11. The method of claim 6, wherein the method further comprises:

sorting the risk levels from large to small, and selecting m pieces of partner data corresponding to m risk levels ranked at the front, wherein m is a positive integer;

displaying the m pieces of partner data and business keywords related to each piece of partner data in the m pieces of partner data;

and leading out the equipment and account information related to the m pieces of group data from the knowledge graph.

12. A partner mining device based on heterogeneous knowledge graph, comprising:

the system comprises an artificial feature acquisition module, a real-time transaction module and a storage module, wherein the artificial feature acquisition module is used for acquiring real-time transaction data of a user in various business scenes, and screening a plurality of artificial features from the real-time transaction data, wherein the artificial features characterize basic features of a plurality of login accounts and a plurality of login devices of the user;

the knowledge graph construction module is used for constructing a knowledge graph based on the plurality of artificial features, the knowledge graph comprises a plurality of nodes and edges connected with different nodes, each node represents a login account or login equipment, and each edge represents a relationship between a login account and the login equipment;

The potential feature vector generation module is used for generating potential feature vectors for all nodes in the knowledge graph based on the meta-path random walk strategy of the heterogram;

and the cluster mining module is used for carrying out cluster calculation on the plurality of potential feature vectors to obtain a plurality of cluster results, and taking a plurality of nodes corresponding to each cluster result as cluster data to form a plurality of cluster data.

13. The apparatus of claim 12, wherein the apparatus further comprises:

the mapping relation establishing module is used for extracting complaint keywords in the partner data and establishing a mapping relation between the partner data and the corresponding complaint keywords;

the node similarity calculation module is used for calculating the similarity between each associated node in the knowledge graph according to the potential feature vector, and taking the similarity as the credibility score of the corresponding side in the knowledge graph;

and the partner risk rating module is used for integrating the type of at least one account node of each partner data, the mapping relation and the credibility score and evaluating the risk level of each partner data.

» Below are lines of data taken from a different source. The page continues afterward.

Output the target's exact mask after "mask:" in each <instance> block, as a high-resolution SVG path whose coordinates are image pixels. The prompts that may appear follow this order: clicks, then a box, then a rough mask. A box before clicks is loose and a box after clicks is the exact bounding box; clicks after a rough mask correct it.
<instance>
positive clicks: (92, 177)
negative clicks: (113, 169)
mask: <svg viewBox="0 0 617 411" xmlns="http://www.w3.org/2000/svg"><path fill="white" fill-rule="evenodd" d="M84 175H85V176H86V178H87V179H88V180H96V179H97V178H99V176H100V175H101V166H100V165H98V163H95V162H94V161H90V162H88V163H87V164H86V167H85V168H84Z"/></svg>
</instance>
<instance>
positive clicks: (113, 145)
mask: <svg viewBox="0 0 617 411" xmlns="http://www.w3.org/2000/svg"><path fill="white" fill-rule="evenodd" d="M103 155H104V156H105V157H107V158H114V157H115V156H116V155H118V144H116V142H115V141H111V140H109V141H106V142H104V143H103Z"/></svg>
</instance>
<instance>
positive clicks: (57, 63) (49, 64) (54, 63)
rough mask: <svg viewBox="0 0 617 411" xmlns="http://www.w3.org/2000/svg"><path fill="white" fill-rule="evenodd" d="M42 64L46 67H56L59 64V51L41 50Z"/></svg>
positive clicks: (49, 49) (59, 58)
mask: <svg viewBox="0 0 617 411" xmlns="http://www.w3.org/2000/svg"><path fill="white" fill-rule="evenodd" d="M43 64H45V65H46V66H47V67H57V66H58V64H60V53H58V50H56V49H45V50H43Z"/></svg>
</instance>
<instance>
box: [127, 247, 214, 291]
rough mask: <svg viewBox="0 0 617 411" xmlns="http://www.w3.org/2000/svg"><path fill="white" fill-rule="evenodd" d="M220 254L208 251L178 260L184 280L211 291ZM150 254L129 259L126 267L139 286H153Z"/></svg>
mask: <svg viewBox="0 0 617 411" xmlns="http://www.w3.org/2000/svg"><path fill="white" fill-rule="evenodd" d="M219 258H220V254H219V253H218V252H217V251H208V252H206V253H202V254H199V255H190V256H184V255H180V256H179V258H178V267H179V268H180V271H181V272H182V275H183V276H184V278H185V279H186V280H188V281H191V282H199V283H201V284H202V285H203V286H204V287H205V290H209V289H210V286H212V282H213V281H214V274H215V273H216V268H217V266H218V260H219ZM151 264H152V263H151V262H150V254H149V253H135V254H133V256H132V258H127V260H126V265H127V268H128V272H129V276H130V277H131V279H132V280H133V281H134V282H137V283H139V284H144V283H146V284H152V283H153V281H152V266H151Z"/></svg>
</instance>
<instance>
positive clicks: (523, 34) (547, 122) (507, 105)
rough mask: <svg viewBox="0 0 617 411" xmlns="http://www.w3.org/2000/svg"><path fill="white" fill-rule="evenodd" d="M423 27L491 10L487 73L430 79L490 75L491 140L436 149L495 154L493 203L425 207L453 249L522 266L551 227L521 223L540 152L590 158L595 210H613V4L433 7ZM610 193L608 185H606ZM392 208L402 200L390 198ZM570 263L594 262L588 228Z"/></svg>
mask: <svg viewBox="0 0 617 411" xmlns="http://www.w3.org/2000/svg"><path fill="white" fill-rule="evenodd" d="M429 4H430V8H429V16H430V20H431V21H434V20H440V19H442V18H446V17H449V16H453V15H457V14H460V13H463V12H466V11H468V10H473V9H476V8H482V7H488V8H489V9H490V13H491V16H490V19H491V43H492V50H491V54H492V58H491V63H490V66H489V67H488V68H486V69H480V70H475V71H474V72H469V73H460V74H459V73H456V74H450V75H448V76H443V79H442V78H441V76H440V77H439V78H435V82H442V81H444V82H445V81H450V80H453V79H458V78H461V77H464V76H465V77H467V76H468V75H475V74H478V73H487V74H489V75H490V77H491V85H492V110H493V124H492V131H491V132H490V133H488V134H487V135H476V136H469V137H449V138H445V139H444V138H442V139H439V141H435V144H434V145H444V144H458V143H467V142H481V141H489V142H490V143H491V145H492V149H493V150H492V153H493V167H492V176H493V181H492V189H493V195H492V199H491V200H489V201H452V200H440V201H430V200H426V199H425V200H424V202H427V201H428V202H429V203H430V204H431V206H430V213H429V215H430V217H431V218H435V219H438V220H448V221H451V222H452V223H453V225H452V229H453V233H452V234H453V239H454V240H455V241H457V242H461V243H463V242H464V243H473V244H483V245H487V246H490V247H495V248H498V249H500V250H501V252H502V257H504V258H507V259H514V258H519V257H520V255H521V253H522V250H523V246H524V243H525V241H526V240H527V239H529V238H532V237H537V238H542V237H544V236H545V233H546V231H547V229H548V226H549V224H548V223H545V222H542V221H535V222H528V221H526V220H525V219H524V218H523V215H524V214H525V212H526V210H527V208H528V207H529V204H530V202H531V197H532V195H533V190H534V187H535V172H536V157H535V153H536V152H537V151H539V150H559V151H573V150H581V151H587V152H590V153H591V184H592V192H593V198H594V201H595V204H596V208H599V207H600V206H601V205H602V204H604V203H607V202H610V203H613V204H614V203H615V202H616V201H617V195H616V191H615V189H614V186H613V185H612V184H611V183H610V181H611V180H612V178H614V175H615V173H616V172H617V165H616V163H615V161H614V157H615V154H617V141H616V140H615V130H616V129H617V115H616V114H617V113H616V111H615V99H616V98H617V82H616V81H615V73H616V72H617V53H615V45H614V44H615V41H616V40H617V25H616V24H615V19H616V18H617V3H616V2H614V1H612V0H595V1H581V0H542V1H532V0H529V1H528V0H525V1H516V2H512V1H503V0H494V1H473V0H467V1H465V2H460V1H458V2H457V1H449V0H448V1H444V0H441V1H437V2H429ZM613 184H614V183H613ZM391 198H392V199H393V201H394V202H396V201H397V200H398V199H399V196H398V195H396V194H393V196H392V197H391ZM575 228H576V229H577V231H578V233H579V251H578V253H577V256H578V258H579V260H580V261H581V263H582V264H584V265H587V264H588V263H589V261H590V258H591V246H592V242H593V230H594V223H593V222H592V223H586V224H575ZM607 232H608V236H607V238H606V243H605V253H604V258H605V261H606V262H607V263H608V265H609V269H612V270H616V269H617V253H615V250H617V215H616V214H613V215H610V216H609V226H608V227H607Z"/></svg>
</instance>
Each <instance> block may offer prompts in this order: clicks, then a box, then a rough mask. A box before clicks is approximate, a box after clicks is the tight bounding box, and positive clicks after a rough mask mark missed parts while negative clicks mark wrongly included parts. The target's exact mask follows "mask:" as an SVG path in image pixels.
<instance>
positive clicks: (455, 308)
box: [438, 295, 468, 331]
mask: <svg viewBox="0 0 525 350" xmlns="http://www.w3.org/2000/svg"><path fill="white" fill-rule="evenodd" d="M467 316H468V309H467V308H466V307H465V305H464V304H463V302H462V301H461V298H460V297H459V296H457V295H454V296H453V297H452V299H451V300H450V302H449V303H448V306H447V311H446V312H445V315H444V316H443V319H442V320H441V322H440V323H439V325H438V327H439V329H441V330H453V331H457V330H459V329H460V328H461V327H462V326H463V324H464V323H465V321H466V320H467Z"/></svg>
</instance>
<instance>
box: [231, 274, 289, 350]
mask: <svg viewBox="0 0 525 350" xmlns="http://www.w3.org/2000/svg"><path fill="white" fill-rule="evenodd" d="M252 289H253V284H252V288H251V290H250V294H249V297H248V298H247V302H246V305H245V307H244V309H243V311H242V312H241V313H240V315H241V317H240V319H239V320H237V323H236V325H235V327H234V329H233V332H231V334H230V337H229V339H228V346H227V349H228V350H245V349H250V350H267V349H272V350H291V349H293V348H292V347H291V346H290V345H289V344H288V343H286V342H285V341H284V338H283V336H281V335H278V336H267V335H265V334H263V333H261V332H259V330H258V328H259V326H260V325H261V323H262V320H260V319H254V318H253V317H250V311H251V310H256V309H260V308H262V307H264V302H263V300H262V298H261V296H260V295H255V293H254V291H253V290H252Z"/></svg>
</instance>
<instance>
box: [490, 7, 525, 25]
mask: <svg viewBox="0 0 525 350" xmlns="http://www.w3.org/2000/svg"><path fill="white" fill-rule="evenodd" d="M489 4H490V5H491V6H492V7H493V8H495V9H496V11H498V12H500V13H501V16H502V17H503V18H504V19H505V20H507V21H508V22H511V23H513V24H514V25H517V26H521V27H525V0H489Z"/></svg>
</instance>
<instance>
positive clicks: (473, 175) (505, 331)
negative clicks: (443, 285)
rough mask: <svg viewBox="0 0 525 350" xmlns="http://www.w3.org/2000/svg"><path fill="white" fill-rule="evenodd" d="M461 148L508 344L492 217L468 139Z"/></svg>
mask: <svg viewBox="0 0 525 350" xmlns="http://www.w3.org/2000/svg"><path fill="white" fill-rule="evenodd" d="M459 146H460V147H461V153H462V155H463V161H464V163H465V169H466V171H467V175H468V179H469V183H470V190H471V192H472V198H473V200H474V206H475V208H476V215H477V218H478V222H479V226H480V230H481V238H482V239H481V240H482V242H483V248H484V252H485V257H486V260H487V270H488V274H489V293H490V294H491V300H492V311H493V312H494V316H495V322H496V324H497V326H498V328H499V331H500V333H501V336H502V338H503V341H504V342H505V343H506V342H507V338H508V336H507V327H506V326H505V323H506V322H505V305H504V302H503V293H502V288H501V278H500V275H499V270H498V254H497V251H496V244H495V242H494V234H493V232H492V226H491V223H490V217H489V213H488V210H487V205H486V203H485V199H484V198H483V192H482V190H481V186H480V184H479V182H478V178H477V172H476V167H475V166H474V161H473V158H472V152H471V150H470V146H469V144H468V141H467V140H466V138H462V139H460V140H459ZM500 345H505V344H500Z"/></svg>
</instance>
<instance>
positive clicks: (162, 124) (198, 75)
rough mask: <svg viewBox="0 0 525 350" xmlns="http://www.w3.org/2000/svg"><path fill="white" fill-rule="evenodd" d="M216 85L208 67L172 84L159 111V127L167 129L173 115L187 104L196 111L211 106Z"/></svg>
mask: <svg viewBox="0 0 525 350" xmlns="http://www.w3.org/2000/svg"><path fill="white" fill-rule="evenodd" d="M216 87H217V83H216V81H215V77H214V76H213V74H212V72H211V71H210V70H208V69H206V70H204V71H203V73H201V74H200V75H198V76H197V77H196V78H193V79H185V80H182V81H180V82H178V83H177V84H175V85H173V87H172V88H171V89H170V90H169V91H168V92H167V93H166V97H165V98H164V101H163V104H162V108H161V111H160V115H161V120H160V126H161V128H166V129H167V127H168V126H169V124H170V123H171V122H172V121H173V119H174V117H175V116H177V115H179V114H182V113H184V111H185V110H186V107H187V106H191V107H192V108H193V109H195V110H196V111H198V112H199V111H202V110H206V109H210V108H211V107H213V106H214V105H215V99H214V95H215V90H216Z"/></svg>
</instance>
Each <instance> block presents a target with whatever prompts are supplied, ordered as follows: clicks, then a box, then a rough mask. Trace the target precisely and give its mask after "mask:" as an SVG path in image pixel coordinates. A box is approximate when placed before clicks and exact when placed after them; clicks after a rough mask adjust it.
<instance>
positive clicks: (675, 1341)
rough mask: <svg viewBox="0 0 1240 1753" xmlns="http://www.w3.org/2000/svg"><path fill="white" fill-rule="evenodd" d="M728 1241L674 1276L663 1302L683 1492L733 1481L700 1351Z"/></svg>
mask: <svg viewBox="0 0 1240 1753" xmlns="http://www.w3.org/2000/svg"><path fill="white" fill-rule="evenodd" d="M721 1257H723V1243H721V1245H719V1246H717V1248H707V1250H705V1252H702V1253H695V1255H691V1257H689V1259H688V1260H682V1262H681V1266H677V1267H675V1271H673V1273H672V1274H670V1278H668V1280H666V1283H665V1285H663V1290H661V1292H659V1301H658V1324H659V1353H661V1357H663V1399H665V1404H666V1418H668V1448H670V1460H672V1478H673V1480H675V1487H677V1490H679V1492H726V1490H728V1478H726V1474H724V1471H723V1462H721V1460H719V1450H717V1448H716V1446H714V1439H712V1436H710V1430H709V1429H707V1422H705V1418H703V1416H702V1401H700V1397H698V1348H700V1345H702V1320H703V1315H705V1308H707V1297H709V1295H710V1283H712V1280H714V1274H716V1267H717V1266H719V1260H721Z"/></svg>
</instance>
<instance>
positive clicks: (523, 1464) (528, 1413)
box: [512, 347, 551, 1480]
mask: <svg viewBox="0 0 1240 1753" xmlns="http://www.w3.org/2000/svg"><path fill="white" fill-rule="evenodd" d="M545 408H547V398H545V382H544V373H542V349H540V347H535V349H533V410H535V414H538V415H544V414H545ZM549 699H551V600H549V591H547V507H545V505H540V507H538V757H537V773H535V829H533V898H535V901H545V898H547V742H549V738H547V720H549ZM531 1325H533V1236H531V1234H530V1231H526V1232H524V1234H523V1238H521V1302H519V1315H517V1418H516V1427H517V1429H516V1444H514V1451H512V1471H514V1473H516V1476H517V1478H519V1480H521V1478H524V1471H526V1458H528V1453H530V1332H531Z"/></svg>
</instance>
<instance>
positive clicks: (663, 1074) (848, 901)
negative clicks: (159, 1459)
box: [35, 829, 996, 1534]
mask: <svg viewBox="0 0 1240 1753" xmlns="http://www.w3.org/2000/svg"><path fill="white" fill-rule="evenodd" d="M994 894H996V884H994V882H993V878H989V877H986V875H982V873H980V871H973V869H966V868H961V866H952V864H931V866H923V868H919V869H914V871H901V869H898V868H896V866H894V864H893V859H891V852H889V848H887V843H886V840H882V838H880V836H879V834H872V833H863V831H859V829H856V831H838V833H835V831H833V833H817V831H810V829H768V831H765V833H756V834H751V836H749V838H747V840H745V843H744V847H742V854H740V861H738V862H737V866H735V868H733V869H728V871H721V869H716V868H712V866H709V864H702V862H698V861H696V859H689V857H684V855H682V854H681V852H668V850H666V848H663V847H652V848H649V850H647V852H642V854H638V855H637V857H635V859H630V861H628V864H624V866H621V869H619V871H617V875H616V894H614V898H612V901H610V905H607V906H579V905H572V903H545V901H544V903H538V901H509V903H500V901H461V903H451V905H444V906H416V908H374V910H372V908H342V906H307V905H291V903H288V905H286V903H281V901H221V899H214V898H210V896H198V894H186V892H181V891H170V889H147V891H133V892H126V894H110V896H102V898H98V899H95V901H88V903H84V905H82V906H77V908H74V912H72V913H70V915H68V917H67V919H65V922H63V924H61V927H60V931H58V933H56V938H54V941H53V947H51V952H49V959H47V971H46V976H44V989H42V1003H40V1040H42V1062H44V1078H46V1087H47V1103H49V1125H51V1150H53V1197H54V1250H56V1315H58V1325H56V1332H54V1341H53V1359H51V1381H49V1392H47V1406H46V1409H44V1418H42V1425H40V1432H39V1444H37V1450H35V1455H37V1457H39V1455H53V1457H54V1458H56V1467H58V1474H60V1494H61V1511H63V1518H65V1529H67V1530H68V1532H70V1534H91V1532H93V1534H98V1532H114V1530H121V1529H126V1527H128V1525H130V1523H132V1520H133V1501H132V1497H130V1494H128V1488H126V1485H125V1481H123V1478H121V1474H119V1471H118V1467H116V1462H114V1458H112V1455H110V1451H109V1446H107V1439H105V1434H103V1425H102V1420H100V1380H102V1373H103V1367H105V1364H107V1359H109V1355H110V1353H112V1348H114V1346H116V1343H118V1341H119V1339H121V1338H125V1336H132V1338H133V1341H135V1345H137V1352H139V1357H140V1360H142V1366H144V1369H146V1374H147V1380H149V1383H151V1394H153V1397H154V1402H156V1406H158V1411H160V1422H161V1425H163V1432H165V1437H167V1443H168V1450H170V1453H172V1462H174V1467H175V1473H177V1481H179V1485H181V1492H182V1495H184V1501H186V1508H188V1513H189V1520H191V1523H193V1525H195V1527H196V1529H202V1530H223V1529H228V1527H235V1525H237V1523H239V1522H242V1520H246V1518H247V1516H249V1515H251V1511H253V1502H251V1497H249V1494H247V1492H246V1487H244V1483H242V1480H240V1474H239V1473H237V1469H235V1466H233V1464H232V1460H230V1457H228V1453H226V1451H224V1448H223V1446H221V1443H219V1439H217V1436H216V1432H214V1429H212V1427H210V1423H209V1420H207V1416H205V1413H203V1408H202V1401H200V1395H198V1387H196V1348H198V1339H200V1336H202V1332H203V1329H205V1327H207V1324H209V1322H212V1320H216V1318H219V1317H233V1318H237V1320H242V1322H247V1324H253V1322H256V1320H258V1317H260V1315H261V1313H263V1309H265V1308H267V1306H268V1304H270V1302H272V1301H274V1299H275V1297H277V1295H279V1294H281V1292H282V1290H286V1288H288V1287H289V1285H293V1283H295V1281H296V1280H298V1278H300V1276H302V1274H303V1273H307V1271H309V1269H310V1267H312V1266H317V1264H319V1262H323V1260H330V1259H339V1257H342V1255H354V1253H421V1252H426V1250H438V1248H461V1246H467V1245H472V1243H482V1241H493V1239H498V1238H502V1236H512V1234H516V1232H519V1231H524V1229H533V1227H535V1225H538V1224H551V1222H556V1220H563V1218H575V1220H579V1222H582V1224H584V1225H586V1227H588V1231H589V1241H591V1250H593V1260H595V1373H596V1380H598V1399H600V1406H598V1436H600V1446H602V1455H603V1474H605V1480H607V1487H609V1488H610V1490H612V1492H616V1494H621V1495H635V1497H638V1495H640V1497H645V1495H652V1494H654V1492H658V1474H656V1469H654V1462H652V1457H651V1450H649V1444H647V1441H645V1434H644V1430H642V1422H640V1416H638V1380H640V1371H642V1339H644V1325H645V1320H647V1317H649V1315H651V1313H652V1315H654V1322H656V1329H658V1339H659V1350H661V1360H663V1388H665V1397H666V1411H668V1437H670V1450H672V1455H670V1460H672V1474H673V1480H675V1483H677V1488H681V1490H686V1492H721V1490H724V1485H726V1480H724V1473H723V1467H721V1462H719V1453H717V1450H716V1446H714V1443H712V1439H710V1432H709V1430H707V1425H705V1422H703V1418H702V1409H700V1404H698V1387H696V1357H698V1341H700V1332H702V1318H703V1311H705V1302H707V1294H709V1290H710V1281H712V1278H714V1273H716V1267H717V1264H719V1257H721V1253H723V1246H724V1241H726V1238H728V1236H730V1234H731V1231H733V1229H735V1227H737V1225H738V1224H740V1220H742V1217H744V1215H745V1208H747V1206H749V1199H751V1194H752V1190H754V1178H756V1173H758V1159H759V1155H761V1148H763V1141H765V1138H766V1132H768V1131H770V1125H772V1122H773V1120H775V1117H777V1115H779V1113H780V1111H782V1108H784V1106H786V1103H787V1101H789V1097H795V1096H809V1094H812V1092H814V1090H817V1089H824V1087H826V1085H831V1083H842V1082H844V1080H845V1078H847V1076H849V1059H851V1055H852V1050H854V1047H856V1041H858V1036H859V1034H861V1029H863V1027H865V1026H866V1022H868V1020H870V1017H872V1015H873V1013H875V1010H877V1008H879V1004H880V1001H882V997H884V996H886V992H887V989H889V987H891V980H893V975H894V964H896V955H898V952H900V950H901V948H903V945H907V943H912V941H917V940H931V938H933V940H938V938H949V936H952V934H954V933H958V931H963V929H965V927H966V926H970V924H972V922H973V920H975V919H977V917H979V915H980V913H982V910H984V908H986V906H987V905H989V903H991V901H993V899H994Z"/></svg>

14. An electronic device, comprising:

One or more processors;

storage means for storing one or more programs,

wherein the one or more programs, when executed by the one or more processors, cause the one or more processors to perform the method of any of claims 1-11.

15. A computer readable storage medium having stored thereon executable instructions which, when executed by a processor, cause the processor to perform the method according to any of claims 1-11.

16. A computer program product comprising a computer program which, when executed by a processor, implements the method according to any one of claims 1 to 11.